Many financial advisors have been advocating that South African tax residents working abroad need to ‘financially emigrate’ in order to escape the ‘expat tax’. But this is not the case for everyone.
Electing to formally emigrate from a financial perspective from South Africa requires approval from the South African Reserve Bank. Financial emigration may be advisable for true emigrants, who do not intend to return to SA. It will allow them to access and transfer financial assets out of the country to a destination of choice. These include retirement annuities, future inheritances and passive income.
However an individual’s SA tax residence is not automatically broken when he or she financially emigrates. The deciding factor remains whether or not an individual breaks his or her ordinary residence. Financial emigration is merely one factor that may be taken into account in determining this.
So before rushing into financial emigration, the first step should be to assess your tax status. Although the foreign income of South African tax residents working abroad has been tax exempt in the past, it should have been declared to the South African Revenue Service (SARS). If you are deemed to be non-tax resident in South Africa, this obligation falls away.
It is only when the individual is neither ordinarily resident nor meets the 330 consecutive days physical absence from South Africa test that he or she will be regarded as a non-resident for tax purposes and his or her foreign income will not be subject to South African tax.
This means that many South Africans who have been living and working abroad may already be regarded as non-South African residents for tax purposes. Falling outside the ordinary residence definition, or if you are tax resident in a country that has a double tax treaty (DTA) in place with South Africa, you are deemed to be a tax non-resident in South Africa.

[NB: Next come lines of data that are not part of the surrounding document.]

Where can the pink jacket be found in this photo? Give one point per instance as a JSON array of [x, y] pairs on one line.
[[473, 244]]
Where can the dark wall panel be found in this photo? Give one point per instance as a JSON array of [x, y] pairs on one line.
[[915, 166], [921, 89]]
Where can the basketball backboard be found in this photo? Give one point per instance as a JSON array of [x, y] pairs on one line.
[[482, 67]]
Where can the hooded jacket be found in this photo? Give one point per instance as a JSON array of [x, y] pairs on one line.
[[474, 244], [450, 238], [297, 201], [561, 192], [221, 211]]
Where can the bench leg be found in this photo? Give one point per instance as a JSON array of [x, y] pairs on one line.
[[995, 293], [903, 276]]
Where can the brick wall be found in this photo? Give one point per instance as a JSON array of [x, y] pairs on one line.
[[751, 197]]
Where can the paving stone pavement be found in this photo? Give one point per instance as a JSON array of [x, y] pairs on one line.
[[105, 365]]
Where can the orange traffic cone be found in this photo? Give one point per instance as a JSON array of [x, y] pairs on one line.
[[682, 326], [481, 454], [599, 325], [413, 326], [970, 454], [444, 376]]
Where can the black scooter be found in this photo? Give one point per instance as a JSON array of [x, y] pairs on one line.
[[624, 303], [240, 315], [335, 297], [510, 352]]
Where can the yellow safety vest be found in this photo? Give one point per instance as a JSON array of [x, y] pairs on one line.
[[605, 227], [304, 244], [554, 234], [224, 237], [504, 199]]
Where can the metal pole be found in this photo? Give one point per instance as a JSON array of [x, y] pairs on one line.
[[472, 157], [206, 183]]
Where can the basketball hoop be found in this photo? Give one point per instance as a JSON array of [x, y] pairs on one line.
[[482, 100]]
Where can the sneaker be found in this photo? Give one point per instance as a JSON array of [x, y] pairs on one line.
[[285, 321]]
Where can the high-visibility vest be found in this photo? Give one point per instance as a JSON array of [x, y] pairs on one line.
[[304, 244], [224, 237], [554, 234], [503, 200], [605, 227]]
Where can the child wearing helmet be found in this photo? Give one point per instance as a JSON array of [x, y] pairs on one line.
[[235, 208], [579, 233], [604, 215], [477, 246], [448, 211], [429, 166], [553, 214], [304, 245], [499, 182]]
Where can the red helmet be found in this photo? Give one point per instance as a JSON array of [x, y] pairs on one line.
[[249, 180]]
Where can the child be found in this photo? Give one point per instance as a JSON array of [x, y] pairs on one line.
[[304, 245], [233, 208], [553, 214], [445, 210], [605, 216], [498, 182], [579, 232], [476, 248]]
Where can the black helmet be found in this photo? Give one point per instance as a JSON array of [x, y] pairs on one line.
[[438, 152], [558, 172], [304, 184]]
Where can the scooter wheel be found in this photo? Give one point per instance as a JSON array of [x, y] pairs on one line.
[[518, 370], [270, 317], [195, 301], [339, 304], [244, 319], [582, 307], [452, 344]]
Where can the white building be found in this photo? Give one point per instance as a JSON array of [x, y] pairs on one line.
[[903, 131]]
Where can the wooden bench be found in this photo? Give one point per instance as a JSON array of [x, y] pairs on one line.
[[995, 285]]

Taxpayers who are non-residents will be taxed only on income that accrues to them in South Africa. They will pay an exit tax (capital gains), but their foreign income in excess of ZAR1 million will no longer be taxed. This means that there’s no necessity to financially emigrate – all a taxpayer needs to do is ensure they remain tax resident in a country that has a DTA with South Africa.
There are steps that you can take to ensure tax migration happens. If you are working in a treaty country, you should ensure that any your family or holiday homes in South Africa are rented out permanently. The treaty tiebreaker test will then always favour the new country and prevent SARS from taxing your expat income.